İnsanın en büyük düşmanı insanmış…
Hepimiz hayatımızın belirli bir döneminde bunu gerçeği acı bir şekilde anlıyoruz.
Kabustan uyanmak
İşte karşımıza bir gerçek çıkarıyor Max Beckman. Özellikle en ünlü tablolarından bir tanesi olan GECE ile bizlere insanın insanla olan ilişkisine bir pencere aralıyor.
Beckman gerçekten ilk bakışta zor bir tablo ile bizleri baş başa bırakıyor. İnsanların belirli bir alana istiflendiği, sıkışık ve bunaltıcı bir kompozisyon görüyoruz.
“Bu kesinlikle şimdiye kadar kurulmuş en karmaşık ve korkunç kompozisyonlardan bir tanesi olarak tarihe geçmişti.
Genellikle vatanseverlik daha yüksek amaçlarla motive olan diğer sanatçılar, savaşın, baskının vb. olayların felaketlerini gösterdiler; Ayrıca işkence ve acı, çoğu zaman, savaşın adil çölleri olarak resmedildi. Fakat Beckmann gösterdiği acıda bir amaç görmez; hiç kimse için bir zafer, hiçbir tazminat, hiçbir övünme yoktur.
Bitmek bilmeyen acı ve kendi iyiliği için zulüm. Beckmann, özellikle insan doğasını suçlar ve bu ezici kendini suçlamadan fiziksel bir kaçış yok gibi görünüyor. Kurbanlar da saldırganlar da köşeye sıkıştırılmış durumda. Çıkış yok.
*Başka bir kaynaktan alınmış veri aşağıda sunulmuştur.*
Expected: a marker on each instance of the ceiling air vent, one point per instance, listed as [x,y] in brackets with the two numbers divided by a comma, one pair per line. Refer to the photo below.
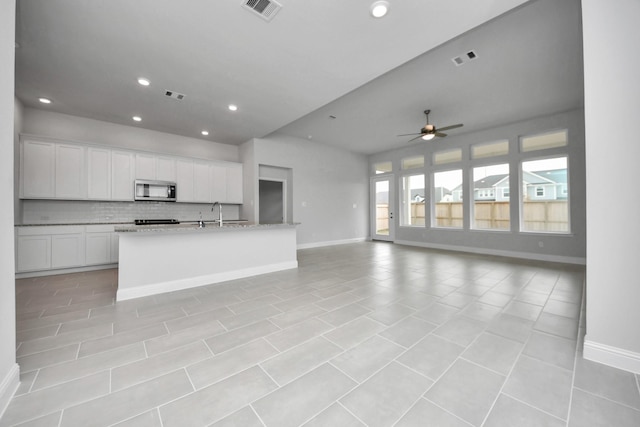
[174,95]
[266,9]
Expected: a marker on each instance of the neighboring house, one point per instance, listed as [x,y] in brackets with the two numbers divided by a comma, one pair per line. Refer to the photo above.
[538,185]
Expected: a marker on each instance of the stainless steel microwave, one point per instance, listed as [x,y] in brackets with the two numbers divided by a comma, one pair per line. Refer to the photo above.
[163,191]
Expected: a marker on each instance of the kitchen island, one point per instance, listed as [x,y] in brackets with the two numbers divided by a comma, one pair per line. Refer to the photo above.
[165,258]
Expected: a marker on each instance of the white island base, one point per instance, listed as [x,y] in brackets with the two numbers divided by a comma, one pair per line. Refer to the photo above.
[164,259]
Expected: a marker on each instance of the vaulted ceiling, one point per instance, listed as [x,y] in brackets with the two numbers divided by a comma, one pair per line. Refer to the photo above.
[320,70]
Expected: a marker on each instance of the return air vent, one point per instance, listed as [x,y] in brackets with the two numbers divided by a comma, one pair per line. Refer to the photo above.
[174,95]
[266,9]
[463,59]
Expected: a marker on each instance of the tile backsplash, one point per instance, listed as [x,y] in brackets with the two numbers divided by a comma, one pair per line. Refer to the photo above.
[66,212]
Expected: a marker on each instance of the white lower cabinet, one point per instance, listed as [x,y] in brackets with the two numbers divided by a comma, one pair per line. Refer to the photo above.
[67,250]
[33,253]
[98,244]
[41,248]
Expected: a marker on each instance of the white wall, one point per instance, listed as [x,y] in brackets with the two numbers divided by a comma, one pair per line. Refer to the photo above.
[330,188]
[9,371]
[73,128]
[612,108]
[563,248]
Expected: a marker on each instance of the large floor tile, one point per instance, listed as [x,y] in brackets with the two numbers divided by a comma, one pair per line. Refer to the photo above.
[335,415]
[494,352]
[467,391]
[293,363]
[426,414]
[508,412]
[126,403]
[594,411]
[386,396]
[541,385]
[217,401]
[213,369]
[551,349]
[304,398]
[432,356]
[363,360]
[52,399]
[605,381]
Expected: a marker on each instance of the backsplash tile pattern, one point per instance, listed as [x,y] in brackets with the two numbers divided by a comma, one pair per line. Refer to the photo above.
[66,212]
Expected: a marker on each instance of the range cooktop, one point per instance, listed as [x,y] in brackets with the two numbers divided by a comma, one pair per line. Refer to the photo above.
[155,221]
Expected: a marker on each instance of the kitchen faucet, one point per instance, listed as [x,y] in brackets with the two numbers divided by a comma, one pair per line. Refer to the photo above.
[219,211]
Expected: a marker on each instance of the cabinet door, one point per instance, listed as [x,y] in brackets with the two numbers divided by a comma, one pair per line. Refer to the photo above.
[33,253]
[98,173]
[184,180]
[166,169]
[115,248]
[122,175]
[234,183]
[67,250]
[219,183]
[145,166]
[201,182]
[38,169]
[70,172]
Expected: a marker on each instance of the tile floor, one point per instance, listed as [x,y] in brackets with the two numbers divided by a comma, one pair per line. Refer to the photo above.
[367,334]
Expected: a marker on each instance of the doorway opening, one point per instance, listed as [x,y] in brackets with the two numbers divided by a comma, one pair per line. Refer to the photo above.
[272,201]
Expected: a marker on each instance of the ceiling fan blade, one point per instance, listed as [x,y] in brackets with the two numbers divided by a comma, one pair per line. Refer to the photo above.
[451,127]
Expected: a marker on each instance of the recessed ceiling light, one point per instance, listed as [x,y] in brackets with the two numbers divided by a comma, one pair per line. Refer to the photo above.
[379,9]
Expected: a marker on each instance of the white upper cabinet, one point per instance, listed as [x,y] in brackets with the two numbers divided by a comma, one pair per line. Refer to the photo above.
[201,182]
[166,168]
[122,164]
[234,183]
[74,171]
[37,169]
[98,173]
[70,172]
[219,183]
[145,166]
[184,180]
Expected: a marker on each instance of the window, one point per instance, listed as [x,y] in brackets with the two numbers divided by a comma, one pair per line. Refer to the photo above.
[490,207]
[413,162]
[448,156]
[545,201]
[491,149]
[383,167]
[543,141]
[446,199]
[412,200]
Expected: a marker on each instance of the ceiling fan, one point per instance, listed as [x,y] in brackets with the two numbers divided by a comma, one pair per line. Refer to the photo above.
[430,131]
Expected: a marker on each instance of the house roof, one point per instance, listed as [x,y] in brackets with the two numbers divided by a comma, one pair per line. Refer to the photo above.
[313,61]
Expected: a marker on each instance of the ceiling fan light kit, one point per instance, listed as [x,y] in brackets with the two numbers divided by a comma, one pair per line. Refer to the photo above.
[429,131]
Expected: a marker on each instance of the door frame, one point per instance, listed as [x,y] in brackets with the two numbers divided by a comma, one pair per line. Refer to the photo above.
[285,214]
[373,209]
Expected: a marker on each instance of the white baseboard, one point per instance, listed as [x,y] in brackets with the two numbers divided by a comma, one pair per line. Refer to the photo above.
[330,243]
[8,387]
[193,282]
[612,356]
[496,252]
[65,271]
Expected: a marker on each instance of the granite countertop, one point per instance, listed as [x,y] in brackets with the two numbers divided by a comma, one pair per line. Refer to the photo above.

Yine de, garip bir şekilde, kompozisyon görsel olarak tatmin edicidir. Adeta usta bir marangoz tarafından eklemlenmiş bir yapıdadır. Ayrıca insanların birbirleriyle olan ilişkileri bu sıkışıklıkta kusursuz görünmekte.
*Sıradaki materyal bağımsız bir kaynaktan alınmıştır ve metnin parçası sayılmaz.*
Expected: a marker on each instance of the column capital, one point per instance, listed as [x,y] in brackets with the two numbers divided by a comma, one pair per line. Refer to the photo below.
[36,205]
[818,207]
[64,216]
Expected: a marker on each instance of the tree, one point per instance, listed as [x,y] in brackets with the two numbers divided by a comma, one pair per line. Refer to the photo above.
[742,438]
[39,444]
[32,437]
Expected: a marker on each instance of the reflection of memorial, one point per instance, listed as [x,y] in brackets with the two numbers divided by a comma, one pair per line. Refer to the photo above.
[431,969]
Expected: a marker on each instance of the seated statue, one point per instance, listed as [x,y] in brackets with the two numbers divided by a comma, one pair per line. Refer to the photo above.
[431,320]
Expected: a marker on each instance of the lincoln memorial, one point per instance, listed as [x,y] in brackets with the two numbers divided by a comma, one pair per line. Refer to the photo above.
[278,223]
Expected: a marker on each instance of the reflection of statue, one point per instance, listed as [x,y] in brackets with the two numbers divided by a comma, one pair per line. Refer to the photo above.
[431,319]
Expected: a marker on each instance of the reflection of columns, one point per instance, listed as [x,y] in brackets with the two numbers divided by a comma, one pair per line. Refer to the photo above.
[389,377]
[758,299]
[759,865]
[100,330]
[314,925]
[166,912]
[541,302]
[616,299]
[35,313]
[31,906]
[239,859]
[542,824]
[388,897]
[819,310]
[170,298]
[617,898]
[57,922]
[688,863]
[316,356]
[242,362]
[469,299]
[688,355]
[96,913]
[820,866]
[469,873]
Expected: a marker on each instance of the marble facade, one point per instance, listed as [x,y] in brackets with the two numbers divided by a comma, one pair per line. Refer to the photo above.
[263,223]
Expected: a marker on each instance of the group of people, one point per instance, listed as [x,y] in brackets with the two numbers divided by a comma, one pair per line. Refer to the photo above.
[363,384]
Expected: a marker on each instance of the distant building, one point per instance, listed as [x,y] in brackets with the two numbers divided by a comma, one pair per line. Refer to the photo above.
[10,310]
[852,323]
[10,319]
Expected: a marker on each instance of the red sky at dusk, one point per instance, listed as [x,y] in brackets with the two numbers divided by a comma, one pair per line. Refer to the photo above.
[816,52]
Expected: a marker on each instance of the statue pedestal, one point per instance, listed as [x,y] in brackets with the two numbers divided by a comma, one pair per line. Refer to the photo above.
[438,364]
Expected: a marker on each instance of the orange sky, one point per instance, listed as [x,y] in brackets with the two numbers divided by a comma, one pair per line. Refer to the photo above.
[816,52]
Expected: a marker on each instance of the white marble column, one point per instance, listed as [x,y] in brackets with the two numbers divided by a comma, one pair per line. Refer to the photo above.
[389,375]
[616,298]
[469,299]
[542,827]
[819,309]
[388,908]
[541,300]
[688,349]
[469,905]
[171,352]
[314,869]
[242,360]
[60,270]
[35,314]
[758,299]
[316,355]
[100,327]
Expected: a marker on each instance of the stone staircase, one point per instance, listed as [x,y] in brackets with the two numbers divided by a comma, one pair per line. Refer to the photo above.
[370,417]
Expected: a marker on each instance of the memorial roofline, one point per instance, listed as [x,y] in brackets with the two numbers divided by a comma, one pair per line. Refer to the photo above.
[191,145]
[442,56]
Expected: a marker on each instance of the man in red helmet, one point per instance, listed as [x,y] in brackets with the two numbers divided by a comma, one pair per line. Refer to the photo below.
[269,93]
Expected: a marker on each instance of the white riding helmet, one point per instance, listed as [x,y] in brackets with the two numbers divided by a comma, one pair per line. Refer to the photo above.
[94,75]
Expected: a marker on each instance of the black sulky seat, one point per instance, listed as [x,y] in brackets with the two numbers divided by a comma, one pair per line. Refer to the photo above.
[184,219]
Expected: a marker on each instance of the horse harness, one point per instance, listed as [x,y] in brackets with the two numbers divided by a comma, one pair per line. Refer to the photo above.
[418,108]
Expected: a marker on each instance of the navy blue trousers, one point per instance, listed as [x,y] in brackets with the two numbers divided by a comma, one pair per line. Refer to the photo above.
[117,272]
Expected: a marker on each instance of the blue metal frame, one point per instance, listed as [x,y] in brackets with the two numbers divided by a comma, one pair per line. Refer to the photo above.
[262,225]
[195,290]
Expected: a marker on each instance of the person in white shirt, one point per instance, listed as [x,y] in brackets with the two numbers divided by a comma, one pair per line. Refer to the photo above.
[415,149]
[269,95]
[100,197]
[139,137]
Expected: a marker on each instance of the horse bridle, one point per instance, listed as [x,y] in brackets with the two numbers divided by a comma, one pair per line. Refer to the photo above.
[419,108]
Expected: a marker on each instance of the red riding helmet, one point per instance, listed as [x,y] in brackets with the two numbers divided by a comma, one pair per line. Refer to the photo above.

Max Beckmann bu düzensizlik içerisinde bir düzen kurmuştur. Özellikle paralellikleri ve tamamlayıcı açılarıyla tasarım bu çarpık “yasa ve düzeni” göstermekle kalmıyor, renkler de iyi aralıklı ve düşünceli bir şekilde dağılmış görünüyor.
Beckmann bu renkleri alelade kullanmıyor. Renkler üzerinden de bu kompozisyonu ayrıca kuruyor. Sağ alt köşede duran kadının lacivert ve mor kıyafeti ortada ağzında pipoyla olan adamın pantolonu ve işkenceye maruz kalan adamın sağ ayağının altı.
Koyu lekeleri kompozisyon içerisinde dağıtıyor. Buna karşılık olarak mumların ve sağ alttaki korseli kadının üzerinde duran adamın yeleği sarının ne kadar dengeli bir şekilde dağıldığını da bizlere gösteriyor.
Max Beckmann ‘Gece’ eseriyle ne anlattı
Beckmann, önceki eserlerinde kullandığı Hıristiyan sembolizmini terk etmiştir. Görünürde kurtuluş yoktur. Dışarıdaki karanlıkta çapraz olan minik pencereyi bir umut sembolü olarak düşünebiliriz ama çokta umuda yer vermez.
Burada yoğun olarak hissedilen baskı buna müsaade etmez. Bizlere kaçacak bir alan bırakmamıştır.
Beckmann‘ın bizlere tasvir ettiği bu an Almanya’da dünya savaşından sonra görünen bir tavan arasıdır. Buranın bir tavan arası olduğunu bile anlamamıza müsaade etmez. Hemen önde gözümüze parlak bir cisim ilişmektedir.
Bir plak çalar. Adeta odada ki ıstırapları, acıları, çığlıkları bastırmak için parlıyor. Kulağımıza gelen melodisi bütün bu gerçekliğin sesi oluyor ve gözler önüne seriyor. İşte bu dünya bu kadar olan dünya…
En çarpıcı taraflarından bir tanesi bir kadın figürün orada asılı durması. Burada olan vahşet boyutunun ne kadar kuvvetli olduğunu anlamamız için başka bir unsur olarak duruyor orada. İşkencecilerin suratlarında ki soğukluğa ve normalliğe bakın.
Hiçbir şey yokmuşçasına piposunu tüttüren adam evin ergenin kolunu bükerken ne kadar sakindir. Gözleri bu işkenceyi yaparken başka yöne bakacak kadar da hissizdir.
Bugüne kadar gördüğümüz savaş görüntülerinin arka planını resmetmiştir aslında Beckmann. Sadece cepheyle kalmadığını insanların o sırada nasıl yaratıklara dönüşebileceğini gösterir bizlere. Savaşın sınırlarının nereye dayandığına bakmamıza işaret ediyor.
Geriye kalacak olanları düşündüğümüzde de resim bambaşka bir hal alıyor. Asılan adam tecavüze uğramış kadın zorla alıkonan çocuk.
‘’düşmanı gösteriyorlar, ona saldırıyoruz
siz gidin artık
düşman dağıldı dedikleri bir anda
anlaşılıyor
baştan beri bütün yenik düşenlerle
aynı kışlaktaymışız
incecik yas dumanı herkese ulaşıyor
sevinç günlerine hürya doluştuğumuzda
tek başınayız. ‘’
Aynı yerde olduğumuzu unutmamak dileğiyle.